丫鬟掀起帘子见到里面这种情形也吓了一跳,有年纪小的丫鬟不由哎呀叫了出声,早被旁边的大丫鬟用手扭了一下肉,小丫鬟这才闭嘴,随着王二奶奶的吩咐去寻伤药,端热水。
整个屋里乱成一团,只有苏太君依旧站在那里冷冷看着她们,等见王二奶奶亲自给王璩包好伤口苏太君才开口:“把三姑娘送回去,记住,从现在到她出嫁前,三姑娘少了一根毫毛,你们一个个都给我下去陪葬。”白书从来没见过苏太君这么严厉和冷酷,吓了一大跳的同时还不忘应是。
婆子们经的多些,晓得自己主母的性子,一个个用眼示意,七手八脚扶着王璩出门。苏太君的眼这才又看向王璩,唇边的冷笑依旧没变:“寻死?就算死,我也能让莫家把尸首给抬进门。”
王璩的伤口隐隐在疼,听了这话更是疼的剧烈起来,原来连死后清白都不能保住,眼里又开始有湿意,但再多的眼泪也换不来苏太君的一回顾,王璩木然地由婆子们把自己扶出去。
刚走出苏太君的上房门,就听到苏太君的笑声:“怎么都散了,还不快去请姑太太和姑奶奶们过来斗牌?”听到笑声,王璩的脚步滞了滞,白书担心地看了眼她,丫鬟们已经从院子里奔出四散寻人去了。
王璩是脚不点地地被婆子们扶上马车的,跟着送她回去的还有侯府的两个婆子。白书见王璩脸上神色木然,只有一口气,心里也觉她可怜,但又不敢说什么,只是手捏成拳给王璩轻轻捶着。
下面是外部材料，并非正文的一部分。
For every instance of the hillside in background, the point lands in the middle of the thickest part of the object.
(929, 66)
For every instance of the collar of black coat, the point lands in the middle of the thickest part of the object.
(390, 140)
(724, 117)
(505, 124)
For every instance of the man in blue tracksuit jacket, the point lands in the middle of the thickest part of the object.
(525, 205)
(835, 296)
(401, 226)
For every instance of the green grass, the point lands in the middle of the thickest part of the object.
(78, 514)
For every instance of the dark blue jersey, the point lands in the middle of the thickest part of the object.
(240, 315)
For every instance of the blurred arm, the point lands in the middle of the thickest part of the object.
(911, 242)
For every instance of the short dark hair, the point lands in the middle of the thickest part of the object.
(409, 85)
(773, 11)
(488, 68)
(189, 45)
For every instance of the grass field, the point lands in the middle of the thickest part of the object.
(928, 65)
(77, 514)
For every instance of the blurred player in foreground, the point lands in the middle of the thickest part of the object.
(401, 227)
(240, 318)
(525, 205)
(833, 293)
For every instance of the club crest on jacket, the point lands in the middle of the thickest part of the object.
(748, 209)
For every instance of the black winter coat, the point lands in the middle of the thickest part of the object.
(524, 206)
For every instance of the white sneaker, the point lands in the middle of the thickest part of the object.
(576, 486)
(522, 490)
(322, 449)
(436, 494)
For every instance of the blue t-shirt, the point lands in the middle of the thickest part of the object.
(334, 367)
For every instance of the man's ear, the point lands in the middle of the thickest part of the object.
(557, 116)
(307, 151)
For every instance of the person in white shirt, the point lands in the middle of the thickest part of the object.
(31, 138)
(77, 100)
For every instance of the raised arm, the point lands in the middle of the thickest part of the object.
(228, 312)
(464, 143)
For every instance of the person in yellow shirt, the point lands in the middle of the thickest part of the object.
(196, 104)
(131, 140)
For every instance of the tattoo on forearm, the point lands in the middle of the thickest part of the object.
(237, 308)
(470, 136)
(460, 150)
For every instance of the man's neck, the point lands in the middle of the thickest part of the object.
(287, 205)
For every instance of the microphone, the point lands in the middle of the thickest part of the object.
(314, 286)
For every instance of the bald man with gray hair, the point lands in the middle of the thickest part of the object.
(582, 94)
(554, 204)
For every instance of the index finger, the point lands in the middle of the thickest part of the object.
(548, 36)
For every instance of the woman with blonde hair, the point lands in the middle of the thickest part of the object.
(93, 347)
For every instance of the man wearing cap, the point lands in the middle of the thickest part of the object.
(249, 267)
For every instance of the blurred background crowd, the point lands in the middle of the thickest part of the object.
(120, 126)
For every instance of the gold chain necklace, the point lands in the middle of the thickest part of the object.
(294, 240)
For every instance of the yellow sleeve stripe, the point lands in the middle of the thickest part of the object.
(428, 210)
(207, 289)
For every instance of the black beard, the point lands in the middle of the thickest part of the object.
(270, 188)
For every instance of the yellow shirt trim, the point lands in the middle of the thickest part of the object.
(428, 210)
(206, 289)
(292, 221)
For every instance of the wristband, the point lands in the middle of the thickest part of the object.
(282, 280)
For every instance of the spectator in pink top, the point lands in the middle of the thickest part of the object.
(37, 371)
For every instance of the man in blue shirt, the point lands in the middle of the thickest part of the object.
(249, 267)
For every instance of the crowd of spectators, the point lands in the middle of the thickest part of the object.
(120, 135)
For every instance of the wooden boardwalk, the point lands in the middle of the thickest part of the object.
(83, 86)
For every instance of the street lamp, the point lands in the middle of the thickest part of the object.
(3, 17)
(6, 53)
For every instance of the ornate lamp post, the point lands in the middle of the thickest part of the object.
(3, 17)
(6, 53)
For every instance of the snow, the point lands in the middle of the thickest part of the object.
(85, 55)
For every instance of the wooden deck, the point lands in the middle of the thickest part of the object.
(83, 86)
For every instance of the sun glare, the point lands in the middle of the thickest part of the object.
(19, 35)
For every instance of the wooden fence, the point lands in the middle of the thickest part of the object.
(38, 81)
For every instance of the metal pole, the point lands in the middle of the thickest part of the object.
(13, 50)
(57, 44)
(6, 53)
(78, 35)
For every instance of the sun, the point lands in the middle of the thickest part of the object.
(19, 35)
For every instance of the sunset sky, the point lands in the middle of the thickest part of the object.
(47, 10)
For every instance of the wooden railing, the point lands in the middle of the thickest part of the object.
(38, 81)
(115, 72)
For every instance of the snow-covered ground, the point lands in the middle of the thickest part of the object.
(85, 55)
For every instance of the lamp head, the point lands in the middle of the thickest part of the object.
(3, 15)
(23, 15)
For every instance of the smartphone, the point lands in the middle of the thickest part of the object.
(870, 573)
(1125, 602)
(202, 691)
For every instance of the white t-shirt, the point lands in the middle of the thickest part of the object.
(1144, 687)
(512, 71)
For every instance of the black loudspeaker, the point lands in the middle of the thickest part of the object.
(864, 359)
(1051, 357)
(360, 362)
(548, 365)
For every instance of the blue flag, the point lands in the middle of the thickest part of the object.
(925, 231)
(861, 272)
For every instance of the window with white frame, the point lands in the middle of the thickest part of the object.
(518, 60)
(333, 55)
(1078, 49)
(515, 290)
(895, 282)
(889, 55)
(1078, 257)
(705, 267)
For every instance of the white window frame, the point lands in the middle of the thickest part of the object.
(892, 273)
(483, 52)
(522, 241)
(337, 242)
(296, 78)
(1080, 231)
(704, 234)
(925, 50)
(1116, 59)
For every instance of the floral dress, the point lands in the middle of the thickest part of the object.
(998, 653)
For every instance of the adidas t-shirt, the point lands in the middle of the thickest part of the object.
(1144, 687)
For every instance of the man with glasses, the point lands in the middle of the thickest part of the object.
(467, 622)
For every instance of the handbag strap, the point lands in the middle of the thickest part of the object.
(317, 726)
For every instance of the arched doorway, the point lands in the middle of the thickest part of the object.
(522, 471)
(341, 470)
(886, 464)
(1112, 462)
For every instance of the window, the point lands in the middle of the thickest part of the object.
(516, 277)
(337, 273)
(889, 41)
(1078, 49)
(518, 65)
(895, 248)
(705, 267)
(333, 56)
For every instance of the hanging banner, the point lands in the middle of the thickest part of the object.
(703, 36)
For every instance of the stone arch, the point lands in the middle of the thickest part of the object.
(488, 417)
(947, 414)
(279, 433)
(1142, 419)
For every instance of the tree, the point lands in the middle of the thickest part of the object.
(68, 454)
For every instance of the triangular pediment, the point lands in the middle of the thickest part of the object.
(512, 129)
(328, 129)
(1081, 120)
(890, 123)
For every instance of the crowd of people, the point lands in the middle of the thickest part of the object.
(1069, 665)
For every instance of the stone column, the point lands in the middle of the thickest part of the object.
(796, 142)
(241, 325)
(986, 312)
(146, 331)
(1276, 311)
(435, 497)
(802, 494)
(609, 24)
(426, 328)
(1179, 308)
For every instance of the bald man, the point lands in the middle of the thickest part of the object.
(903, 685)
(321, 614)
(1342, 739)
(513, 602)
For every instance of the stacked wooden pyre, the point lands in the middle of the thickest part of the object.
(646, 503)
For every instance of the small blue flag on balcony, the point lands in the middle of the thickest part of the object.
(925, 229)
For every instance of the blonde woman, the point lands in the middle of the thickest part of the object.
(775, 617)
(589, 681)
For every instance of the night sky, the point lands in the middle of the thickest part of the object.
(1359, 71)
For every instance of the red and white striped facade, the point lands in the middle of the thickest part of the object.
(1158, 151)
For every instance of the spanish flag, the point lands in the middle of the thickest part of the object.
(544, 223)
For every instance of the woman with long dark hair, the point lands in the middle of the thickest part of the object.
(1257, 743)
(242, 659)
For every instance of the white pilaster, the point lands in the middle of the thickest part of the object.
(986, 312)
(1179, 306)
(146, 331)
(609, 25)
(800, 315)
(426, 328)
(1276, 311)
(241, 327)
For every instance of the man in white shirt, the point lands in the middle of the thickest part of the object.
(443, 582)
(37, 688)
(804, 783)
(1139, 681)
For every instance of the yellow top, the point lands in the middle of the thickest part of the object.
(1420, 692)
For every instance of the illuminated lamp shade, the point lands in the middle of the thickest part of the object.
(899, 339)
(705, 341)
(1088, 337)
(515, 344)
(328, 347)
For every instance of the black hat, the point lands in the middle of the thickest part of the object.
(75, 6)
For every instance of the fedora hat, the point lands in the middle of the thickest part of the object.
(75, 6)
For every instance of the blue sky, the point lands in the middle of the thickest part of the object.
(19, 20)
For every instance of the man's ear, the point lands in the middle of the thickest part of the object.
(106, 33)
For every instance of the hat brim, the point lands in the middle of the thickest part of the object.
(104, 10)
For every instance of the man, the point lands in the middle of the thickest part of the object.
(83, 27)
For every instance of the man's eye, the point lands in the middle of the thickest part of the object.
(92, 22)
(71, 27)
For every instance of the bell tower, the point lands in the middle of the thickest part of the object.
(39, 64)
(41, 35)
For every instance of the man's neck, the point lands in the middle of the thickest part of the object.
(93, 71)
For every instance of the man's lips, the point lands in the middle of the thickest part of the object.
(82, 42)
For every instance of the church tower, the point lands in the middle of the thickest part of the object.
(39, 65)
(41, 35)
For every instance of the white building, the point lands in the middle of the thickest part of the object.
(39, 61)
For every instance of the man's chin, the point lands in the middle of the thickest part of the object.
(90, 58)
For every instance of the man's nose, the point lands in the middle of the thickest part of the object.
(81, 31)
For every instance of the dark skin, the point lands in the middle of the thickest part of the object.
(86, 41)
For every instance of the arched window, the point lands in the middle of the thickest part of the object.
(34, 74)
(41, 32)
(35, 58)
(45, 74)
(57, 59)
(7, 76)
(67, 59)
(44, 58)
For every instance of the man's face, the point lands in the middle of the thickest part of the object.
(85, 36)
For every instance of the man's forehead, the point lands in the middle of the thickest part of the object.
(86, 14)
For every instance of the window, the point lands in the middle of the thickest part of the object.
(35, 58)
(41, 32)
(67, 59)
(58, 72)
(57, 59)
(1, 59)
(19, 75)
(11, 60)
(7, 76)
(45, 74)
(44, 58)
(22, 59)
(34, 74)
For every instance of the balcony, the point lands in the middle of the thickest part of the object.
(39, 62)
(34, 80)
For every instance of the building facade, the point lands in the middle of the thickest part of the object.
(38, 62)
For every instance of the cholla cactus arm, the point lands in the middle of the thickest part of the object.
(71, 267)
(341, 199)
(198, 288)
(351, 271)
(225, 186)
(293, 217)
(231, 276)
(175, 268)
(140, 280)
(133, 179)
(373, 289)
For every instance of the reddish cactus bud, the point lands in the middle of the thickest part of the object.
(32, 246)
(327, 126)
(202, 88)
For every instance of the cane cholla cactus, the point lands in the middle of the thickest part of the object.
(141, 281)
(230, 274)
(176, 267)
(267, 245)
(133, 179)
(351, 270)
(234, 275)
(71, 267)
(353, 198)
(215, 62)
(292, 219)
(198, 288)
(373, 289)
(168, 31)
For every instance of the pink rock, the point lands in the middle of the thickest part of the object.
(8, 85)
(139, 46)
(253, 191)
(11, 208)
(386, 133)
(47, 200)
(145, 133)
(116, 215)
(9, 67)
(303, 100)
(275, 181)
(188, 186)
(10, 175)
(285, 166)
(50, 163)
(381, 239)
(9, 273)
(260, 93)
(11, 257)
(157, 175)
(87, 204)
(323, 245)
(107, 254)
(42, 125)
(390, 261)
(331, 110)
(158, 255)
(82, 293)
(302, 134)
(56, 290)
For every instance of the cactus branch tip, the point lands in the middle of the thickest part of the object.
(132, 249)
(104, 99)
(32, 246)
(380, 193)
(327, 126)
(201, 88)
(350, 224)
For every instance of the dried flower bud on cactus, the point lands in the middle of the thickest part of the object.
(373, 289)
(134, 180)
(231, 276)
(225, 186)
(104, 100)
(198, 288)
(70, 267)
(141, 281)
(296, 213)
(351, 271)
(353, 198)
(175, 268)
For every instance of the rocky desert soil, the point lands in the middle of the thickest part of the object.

王璩半躺在那里,眼神呆滞,心里不停地在想,现在死不了,还有没有别的办法?深更半夜地时候吊颈,还是趁没人的时候去跳井,不管怎么说死了也比嫁给那种男人好。至于名声,都死了还要名声做什么?婆子们是侯府旧人,当年的事还是有些知道的,有一个不免动了点恻隐之心,开口道:“三姑娘,您要有什么事不好和老太君讲,和二老爷讲也能啊,他毕竟是您父亲。”
父亲?王璩那呆滞的双眼现出一点活色来,如果父亲不同意,祖母也不好十分做主。见到王璩的神色变的有点生气,另一个婆子也道:“三姑娘,老奴想来,人总要活着才好,真要死了连个伸冤的人都没有。”白书听她们讲的含糊那眉不由皱了皱,另一个婆子急忙拉那个婆子一下,两个婆子对看一眼,那声叹息怎么都不敢发出来。
伸冤?王璩的手伸向袖子里,摸到一个小荷包,这荷包是当日段妈妈塞给自己的,说这是当年爹娘的定情之物,不到万不得已不能拿出来,现在不就是万不得已了。
王璩低声叹息,活着,只有活着才能伸了娘的冤屈,而不是就这样死去。
马车已经到了公主府,郑妈妈带着人在下面迎接,苏太君已经遣人过来说王璩在府里和姐妹们玩耍,不小心被剪刀划伤,要她们好生服侍。
见到抬出的小轿,王璩明白了一些,上轿之前问郑妈妈:“父亲回来了没有?”郑妈妈惊讶地瞪大眼,王璩从不问王睿的行踪,今儿是怎么了?冷月忙道:“姑娘,驸马回来了,公主还在宫里。”这就好,看来天也在助自己,王璩推一下冷月:“快去,就说我要求见父亲。”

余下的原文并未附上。